Researchers at London University are developing a new anti-obesity injection that could be available in as little as five years. Scientists at University College London have been working on a treatment that alters a patient’s hormone levels and results in them losing their appetite.The development of the medication came about when the scientists looked at how having a gastric band fitted effected a patient’s appetite and hormone levels. They discovered that the procedure altered levels of a hormone called ghrelin. Ghrelin is sometimes known as the ‘hunger hormone’ and is responsible for regulating levels of glucose in the body. Now the scientists are hoping to replicate the effects of the hormone in a drug.

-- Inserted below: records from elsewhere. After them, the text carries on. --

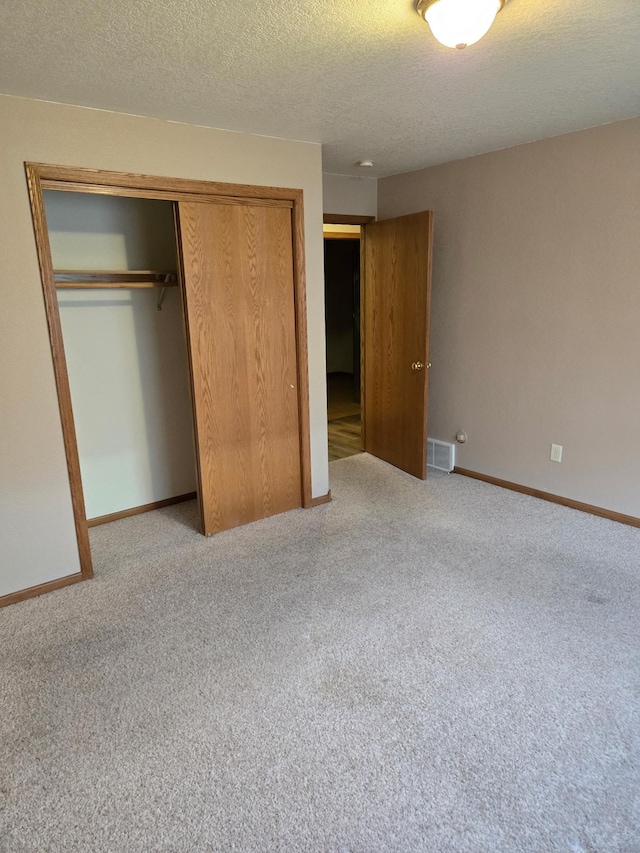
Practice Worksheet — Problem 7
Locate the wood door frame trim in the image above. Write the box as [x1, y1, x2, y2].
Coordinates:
[25, 162, 313, 584]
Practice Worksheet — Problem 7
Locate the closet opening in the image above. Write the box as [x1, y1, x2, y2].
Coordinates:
[23, 163, 314, 600]
[43, 190, 197, 552]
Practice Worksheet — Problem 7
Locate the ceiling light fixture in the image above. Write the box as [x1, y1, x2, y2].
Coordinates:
[416, 0, 507, 50]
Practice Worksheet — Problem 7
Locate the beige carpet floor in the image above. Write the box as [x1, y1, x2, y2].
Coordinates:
[0, 454, 640, 853]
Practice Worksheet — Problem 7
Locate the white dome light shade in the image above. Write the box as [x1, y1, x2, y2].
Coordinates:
[424, 0, 503, 48]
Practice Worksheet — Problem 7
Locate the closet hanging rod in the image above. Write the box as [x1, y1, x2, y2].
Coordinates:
[54, 270, 178, 289]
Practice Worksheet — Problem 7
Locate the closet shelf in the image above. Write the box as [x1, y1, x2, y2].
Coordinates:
[53, 270, 178, 290]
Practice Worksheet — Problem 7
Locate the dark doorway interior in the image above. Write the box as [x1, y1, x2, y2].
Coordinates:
[324, 239, 362, 462]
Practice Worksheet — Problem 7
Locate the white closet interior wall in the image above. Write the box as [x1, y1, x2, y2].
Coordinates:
[44, 191, 196, 518]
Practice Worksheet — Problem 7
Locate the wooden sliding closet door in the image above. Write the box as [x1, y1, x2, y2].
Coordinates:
[178, 202, 302, 535]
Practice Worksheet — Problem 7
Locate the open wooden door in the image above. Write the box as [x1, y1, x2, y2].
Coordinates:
[361, 211, 433, 480]
[177, 202, 302, 536]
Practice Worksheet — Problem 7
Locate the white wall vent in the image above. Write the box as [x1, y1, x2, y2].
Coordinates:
[427, 438, 456, 474]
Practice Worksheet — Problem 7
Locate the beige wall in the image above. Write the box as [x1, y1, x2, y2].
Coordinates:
[378, 119, 640, 516]
[322, 173, 378, 216]
[0, 96, 328, 595]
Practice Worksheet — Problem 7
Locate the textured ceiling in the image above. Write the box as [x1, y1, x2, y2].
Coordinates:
[0, 0, 640, 176]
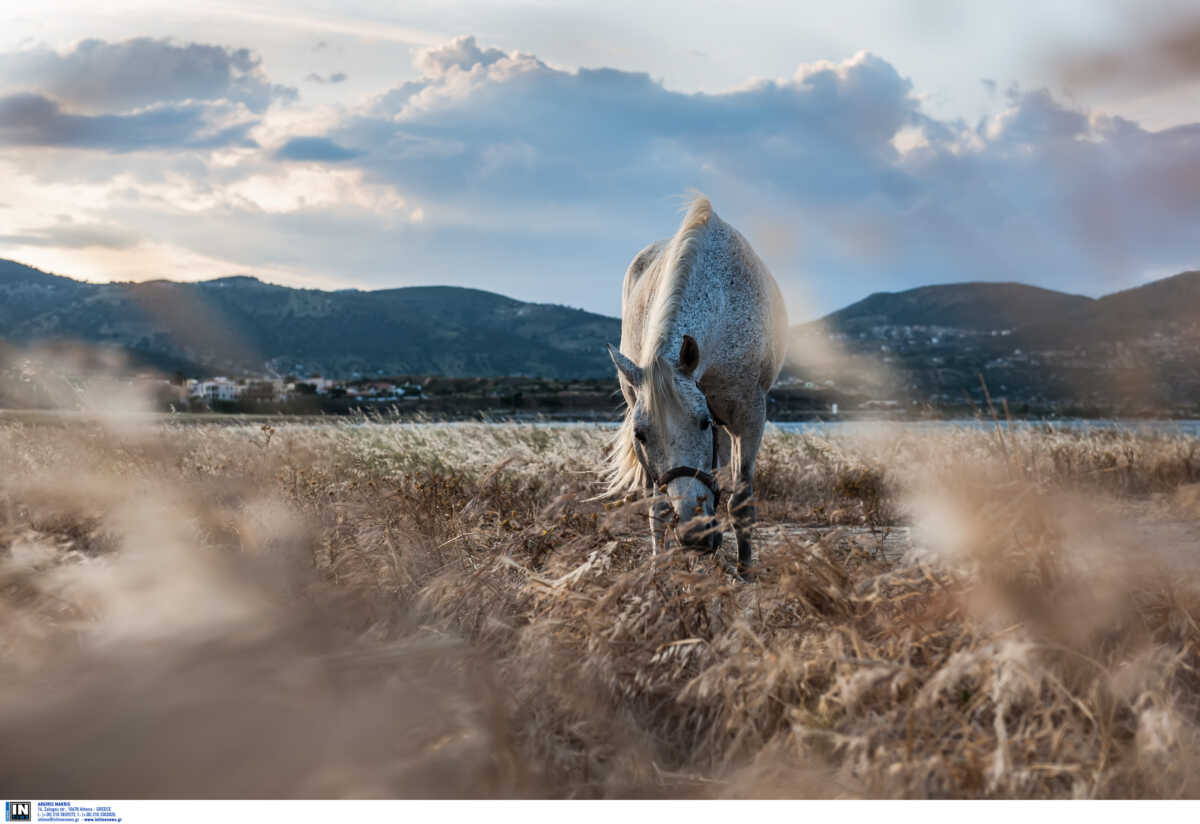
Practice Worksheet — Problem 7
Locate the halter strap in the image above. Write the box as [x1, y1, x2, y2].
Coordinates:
[654, 404, 725, 512]
[655, 467, 721, 510]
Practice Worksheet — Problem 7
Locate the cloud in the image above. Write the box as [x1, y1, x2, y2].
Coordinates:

The researchers at London University are in the process of developing jabs and nasal sprays that are able to alter a patient’s hormone balance to make him or her feel less hungry. The human trials for the injections have already started. It is hoped that the treatment will replace the need for morbidly obese patient’s to undergo dangerous anti-obesity surgery.

Dr Carel Le Roux, one of the lead scientists, says that finding a medical cure is the only truly viable way forward to tackle the global obesity epidemic. “Diet and lifestyle advice just does not work, as people regain the weight they lose,” said Dr Le Roux, “the only treatment for morbid obesity is surgery, and we need to investigate whether more of it should be done.”

The human trials of the drug have been promising. Patients, who were given three jabs per day, initially lost about 1kg per week. It is hoped that eventually the medication will become available in tablet form. A number of drug companies, including the pharmaceutical giant Pfizer, who developed and manufacture Viagra are currently developing products which use this research as their basis.